Knowledge (I memorize and understand)

1. Explain and demonstrate how we can describe uncertainty in a linear model of a dynamical system in frequency domain (using a weighting filter W and the \(\Delta\) term). Discuss the additive and multiplicative (input and output) models of uncertainty and their inverses. 
2. Explain and demonstrate the usage of Linear Franctional Transformation (LFT) as a general (unifying) framework for modeling uncertainty.
3. Define the \(\mathcal H_\infty\) norm of a system.
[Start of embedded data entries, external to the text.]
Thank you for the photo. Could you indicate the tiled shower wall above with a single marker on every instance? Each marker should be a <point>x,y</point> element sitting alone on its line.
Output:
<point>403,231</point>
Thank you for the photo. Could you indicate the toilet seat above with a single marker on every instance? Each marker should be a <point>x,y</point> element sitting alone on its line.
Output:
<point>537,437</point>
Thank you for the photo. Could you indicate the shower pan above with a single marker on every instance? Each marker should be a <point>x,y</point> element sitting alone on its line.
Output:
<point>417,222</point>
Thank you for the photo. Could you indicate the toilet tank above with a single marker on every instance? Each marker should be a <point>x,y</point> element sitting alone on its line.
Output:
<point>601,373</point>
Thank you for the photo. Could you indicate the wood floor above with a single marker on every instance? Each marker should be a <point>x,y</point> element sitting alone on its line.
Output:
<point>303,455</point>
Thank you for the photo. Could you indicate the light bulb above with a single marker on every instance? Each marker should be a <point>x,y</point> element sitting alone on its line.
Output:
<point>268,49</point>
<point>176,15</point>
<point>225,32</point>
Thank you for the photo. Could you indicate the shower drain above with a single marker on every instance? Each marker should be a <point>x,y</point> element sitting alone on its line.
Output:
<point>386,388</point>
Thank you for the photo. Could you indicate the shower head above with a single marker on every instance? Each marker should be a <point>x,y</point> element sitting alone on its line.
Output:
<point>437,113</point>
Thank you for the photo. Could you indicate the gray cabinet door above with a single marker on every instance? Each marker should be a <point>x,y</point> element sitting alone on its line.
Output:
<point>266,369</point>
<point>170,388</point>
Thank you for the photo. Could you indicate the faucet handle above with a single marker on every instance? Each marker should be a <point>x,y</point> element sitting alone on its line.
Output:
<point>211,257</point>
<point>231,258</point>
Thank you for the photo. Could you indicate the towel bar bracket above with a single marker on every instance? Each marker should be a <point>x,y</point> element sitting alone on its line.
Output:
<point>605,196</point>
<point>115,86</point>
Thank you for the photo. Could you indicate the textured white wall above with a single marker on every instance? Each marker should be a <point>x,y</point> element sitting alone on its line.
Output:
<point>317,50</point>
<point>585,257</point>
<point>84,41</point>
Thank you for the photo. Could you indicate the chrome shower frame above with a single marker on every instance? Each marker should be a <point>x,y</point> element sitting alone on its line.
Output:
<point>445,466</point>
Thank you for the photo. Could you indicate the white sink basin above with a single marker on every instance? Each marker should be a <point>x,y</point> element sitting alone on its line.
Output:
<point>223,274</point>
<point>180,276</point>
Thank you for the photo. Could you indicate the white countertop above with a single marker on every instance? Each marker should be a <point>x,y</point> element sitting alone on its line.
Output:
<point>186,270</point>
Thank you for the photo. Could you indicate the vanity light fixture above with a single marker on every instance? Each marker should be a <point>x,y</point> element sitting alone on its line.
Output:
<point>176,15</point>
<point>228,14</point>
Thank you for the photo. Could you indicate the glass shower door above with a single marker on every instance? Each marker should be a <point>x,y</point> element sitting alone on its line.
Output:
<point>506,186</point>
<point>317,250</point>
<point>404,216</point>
Both SISO and MIMO. In the MIMO case this is related to SVD decomposition of a matrix, therefore be ready to explaining the decomposition itself (and, for example, to explain the difference between SVD and eigen decomposition).
4. State the conditions of robust (closed-loop) stability in presence of additive or multiplicative uncertainty in the system. State them both in the form of a frequency-wise inequality but also in the form utilizing the \(\mathcal H_\infty\) norm of a closed-loop transfer function.
5. State the conditions of robust (closed-loop) stability within the LFT framework (hint: small gain theorem).
6. State the conditions of robust performance in presence of multiplicative uncertainty and discuss how it could be approximated using the bound on the \(\mathcal H_\infty\) norm of some related closed-loop transfer function.

Skills (I can use the knowledge to solve a problem)

1. Create a model of an uncertain system in frequency domain, that is, you should provide a (model of a) nominal system and a weighting filter together with the specification which kind of uncertainty structure they are representing (additive, input/output multiplicative, inverse...). Design some decent controller using the techniques that you already master and check if the resulting feedback interconnection is robustly stable and if the performance is robust as well.